Neural Network for Free Video Generation

I am tired of paying subscriptions for video generation. Every service wants $20–50 a month, and if you need to generate content in multiple languages, the costs multiply. That’s why I created YumCut - an open-source short video generator that turns a single text idea into a finished voice-over video. No GPU, no expensive subscriptions, no limits on quantity.

In this article, I will explain how it works, what technical solutions I had to come up with, how AI agents wrote code and a mobile application for me, and why faceless videos are a trend worth understanding and using.

What is faceless video and why is it a trend

Faceless videos (videos without a face) are a format of short vertical clips where the author does not appear on screen. Instead, there are images, animations, effects, and a voice-over. The format has taken off on TikTok, YouTube Shorts, and other platforms with vertical content.

Why this works:

  • Low entry barrier - no need for a camera, lighting, editing, or skills to stay on screen

  • Scalability - one person can manage dozens of channels in different languages

  • Anonymity - the author does not have to reveal themselves

  • Automation - the entire process can be delegated to AI

The format is especially popular for stories, horror tales, news digests, educational content, and “fact videos.” One of my videos generated by YumCut gained 90,000 views on Russian-speaking TikTok.

There is demand for such videos. But most tools for creating them are paid SaaS services with subscriptions. I wanted to change that.

What YumCut can do

YumCut takes a text idea as input, literally one sentence, and generates a finished short video lasting from 30 seconds to a minute. The whole process looks like this:

  1. LLM generates a script - a structured story is created based on your prompt

  2. An image prompt is generated for each scene - LLM describes what should be in each frame

  3. Images are generated (~20 pieces per video) - via connected APIs or locally

  4. Voiceover is generated - text is converted into speech in the desired language

  5. Video is assembled - images, effects, transitions, overlays, and audio are combined using FFmpeg

  6. The video is ready - from prompt to result takes about 20 minutes

Everything is tailored for vertical format, ideal for TikTok and YouTube Shorts.

Multilingualism: one idea - seven languages

One of YumCut's key features is the generation of videos in multiple languages at once: English, Russian, Spanish, French, German, Portuguese, and Italian.

How it works: you write one prompt, for example “Write a creepy story about bugs living in the walls”. YumCut generates the story, translates it into the necessary languages, generates images once and uses them in all language versions.
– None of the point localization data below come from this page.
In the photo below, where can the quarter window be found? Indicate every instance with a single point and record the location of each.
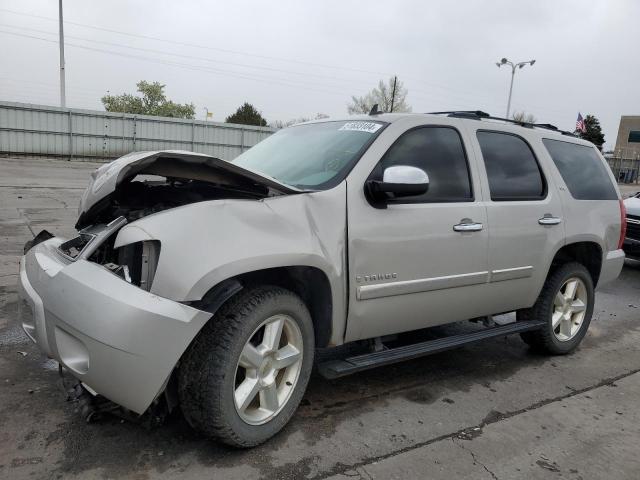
(440, 153)
(512, 169)
(582, 170)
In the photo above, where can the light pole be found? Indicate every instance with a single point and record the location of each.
(63, 101)
(513, 66)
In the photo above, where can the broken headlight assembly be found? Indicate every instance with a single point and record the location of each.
(135, 262)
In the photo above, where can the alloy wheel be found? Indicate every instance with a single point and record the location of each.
(569, 308)
(268, 369)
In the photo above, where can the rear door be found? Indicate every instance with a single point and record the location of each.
(524, 211)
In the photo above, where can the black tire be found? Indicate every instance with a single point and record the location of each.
(544, 340)
(207, 373)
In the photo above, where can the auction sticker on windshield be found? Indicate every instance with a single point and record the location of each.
(369, 127)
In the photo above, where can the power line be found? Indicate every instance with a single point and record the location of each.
(193, 57)
(193, 45)
(182, 65)
(236, 52)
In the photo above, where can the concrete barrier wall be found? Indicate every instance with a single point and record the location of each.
(28, 129)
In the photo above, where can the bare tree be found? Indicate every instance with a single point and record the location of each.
(524, 117)
(383, 96)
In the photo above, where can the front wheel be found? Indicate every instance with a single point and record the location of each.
(244, 375)
(566, 303)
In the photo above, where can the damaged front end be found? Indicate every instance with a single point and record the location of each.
(94, 308)
(144, 183)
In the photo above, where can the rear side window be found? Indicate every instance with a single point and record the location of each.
(582, 170)
(439, 152)
(512, 169)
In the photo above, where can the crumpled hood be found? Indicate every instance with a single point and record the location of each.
(178, 163)
(632, 205)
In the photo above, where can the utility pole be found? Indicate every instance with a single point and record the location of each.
(393, 94)
(63, 101)
(513, 66)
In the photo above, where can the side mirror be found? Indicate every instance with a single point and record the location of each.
(399, 181)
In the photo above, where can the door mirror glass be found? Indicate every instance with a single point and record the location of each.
(399, 181)
(405, 175)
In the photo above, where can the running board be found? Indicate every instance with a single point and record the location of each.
(339, 368)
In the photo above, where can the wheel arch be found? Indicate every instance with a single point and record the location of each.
(588, 253)
(310, 283)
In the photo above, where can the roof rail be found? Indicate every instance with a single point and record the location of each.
(463, 113)
(480, 115)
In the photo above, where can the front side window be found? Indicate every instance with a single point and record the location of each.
(316, 156)
(440, 153)
(582, 170)
(512, 169)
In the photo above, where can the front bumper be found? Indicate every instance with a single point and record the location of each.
(119, 340)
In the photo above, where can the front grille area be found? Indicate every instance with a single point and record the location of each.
(633, 228)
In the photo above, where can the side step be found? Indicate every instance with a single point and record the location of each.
(339, 368)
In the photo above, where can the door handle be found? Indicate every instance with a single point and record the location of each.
(467, 226)
(549, 220)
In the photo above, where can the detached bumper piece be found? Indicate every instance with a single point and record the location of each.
(95, 408)
(349, 365)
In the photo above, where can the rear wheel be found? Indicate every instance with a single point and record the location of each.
(566, 303)
(243, 377)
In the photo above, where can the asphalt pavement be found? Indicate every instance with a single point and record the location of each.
(491, 410)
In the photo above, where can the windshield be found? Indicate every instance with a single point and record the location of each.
(315, 156)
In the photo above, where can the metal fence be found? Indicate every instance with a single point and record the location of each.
(626, 170)
(27, 129)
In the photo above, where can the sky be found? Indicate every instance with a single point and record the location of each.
(295, 59)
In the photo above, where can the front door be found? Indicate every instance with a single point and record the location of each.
(422, 260)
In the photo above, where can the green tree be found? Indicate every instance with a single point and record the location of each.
(593, 131)
(382, 95)
(247, 114)
(151, 101)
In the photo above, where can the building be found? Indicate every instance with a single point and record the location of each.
(628, 141)
(625, 161)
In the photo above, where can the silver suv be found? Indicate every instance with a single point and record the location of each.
(219, 285)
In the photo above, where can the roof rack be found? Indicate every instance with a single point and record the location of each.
(480, 115)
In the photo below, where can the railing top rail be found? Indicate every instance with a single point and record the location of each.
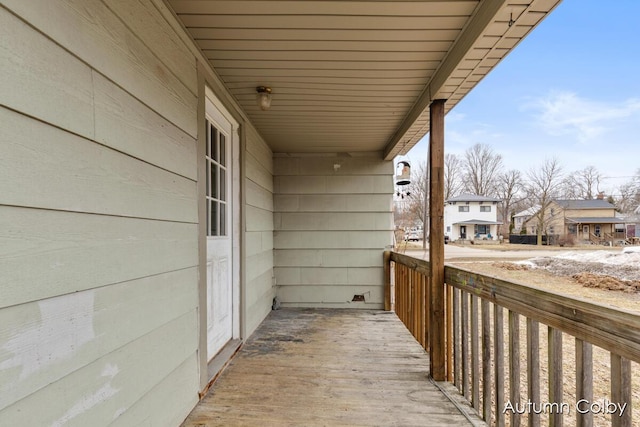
(613, 329)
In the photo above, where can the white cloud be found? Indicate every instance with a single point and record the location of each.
(565, 113)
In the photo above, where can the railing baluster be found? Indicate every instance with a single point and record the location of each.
(427, 304)
(464, 332)
(621, 390)
(449, 335)
(466, 293)
(514, 366)
(533, 370)
(554, 348)
(475, 355)
(584, 381)
(498, 351)
(486, 361)
(457, 351)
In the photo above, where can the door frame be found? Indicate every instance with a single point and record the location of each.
(208, 99)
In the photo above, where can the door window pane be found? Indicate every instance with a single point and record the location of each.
(217, 182)
(223, 150)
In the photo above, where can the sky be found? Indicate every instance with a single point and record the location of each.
(570, 90)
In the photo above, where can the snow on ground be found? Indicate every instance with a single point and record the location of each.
(623, 265)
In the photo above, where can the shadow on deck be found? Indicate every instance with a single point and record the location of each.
(308, 367)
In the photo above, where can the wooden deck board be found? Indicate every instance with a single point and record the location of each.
(308, 367)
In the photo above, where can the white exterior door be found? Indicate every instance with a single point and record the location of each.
(220, 230)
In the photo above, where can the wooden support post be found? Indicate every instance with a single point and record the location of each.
(437, 348)
(386, 268)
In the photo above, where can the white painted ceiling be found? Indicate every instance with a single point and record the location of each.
(352, 76)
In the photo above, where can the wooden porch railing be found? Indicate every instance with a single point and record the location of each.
(493, 347)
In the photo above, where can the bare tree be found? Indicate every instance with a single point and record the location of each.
(582, 184)
(543, 186)
(481, 169)
(510, 186)
(629, 195)
(452, 176)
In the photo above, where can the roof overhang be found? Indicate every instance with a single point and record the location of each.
(477, 222)
(594, 220)
(353, 76)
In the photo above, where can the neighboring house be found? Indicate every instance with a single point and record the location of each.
(469, 217)
(151, 210)
(587, 220)
(521, 218)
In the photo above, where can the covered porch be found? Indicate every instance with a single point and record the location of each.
(317, 367)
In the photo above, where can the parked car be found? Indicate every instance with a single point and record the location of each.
(413, 236)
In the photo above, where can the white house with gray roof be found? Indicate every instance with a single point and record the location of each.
(469, 217)
(588, 220)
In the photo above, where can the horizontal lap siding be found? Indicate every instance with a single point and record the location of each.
(258, 231)
(331, 226)
(98, 215)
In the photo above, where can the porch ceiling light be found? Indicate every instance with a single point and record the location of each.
(264, 97)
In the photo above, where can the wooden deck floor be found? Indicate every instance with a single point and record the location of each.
(307, 367)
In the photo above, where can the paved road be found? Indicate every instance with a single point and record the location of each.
(452, 252)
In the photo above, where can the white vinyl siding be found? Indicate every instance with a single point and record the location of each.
(332, 224)
(98, 212)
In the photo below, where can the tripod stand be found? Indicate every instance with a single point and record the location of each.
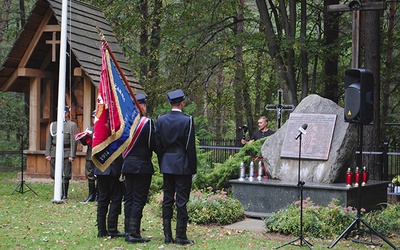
(20, 187)
(355, 225)
(300, 185)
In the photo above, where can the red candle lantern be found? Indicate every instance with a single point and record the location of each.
(356, 177)
(349, 177)
(365, 176)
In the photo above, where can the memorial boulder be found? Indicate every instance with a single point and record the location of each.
(327, 150)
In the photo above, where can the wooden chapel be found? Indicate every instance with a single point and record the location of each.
(32, 67)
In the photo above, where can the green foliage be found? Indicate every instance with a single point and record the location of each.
(387, 220)
(330, 221)
(207, 207)
(219, 177)
(321, 222)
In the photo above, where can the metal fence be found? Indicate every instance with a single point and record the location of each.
(219, 150)
(387, 157)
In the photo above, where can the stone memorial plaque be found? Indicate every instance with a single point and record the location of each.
(316, 143)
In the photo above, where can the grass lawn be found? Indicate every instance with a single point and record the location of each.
(28, 221)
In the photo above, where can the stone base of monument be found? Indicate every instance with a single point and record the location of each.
(261, 198)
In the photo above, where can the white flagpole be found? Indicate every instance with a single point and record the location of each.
(61, 105)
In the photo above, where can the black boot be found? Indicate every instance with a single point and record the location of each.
(92, 192)
(97, 193)
(101, 226)
(65, 186)
(133, 235)
(181, 237)
(167, 231)
(126, 226)
(112, 228)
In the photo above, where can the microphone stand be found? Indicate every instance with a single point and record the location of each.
(20, 187)
(300, 185)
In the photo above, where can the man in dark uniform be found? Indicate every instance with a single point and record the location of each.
(110, 199)
(89, 166)
(178, 162)
(138, 170)
(70, 129)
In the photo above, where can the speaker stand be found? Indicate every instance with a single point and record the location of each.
(355, 225)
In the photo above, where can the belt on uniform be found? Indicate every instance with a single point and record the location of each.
(175, 150)
(138, 158)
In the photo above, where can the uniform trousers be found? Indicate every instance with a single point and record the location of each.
(181, 185)
(110, 193)
(137, 190)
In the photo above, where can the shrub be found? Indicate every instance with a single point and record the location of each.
(214, 208)
(386, 221)
(320, 222)
(208, 207)
(222, 173)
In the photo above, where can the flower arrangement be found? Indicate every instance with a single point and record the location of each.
(396, 180)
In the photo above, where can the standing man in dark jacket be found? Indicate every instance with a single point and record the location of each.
(138, 170)
(110, 199)
(178, 162)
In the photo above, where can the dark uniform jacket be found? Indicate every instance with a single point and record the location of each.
(113, 170)
(176, 144)
(138, 159)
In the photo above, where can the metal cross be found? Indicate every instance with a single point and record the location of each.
(53, 43)
(279, 108)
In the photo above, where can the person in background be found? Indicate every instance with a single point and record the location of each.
(89, 166)
(138, 170)
(70, 129)
(263, 131)
(178, 162)
(110, 199)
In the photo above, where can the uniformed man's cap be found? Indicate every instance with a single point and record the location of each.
(141, 98)
(176, 96)
(66, 109)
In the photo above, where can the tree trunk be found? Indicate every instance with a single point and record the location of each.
(303, 53)
(154, 54)
(241, 93)
(389, 66)
(331, 23)
(4, 16)
(144, 38)
(283, 65)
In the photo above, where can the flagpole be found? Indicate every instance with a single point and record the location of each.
(61, 106)
(103, 39)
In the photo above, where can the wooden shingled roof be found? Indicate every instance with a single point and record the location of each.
(30, 50)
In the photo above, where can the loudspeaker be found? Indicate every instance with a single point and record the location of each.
(358, 96)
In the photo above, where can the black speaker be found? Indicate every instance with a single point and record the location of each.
(358, 96)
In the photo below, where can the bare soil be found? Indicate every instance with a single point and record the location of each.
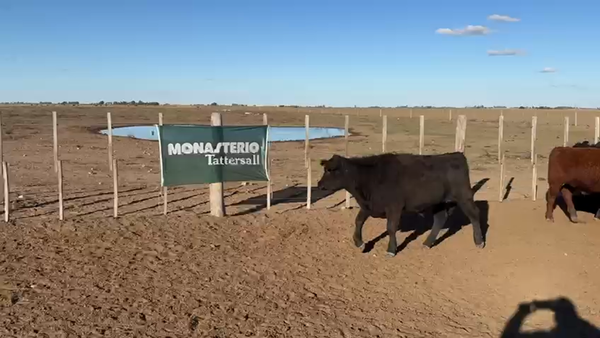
(288, 271)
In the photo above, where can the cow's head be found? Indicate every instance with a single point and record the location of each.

The visuals remain the same, while the text and voiceover are adapted.

For each language, a separate voice can be chosen. This is important: one voice rarely sounds good in all languages. But for each language, there will be a voice that sounds natural. YumCut allows you to customize this.

This approach allows you to derive content from one idea for audiences in different countries with minimal additional costs.

Templates: quality control

YumCut has a system of customizable templates. A template defines the structure and style of the video: how the story is built, what visual style is used, how elements are arranged. Templates can be added, updated, and adapted to your needs.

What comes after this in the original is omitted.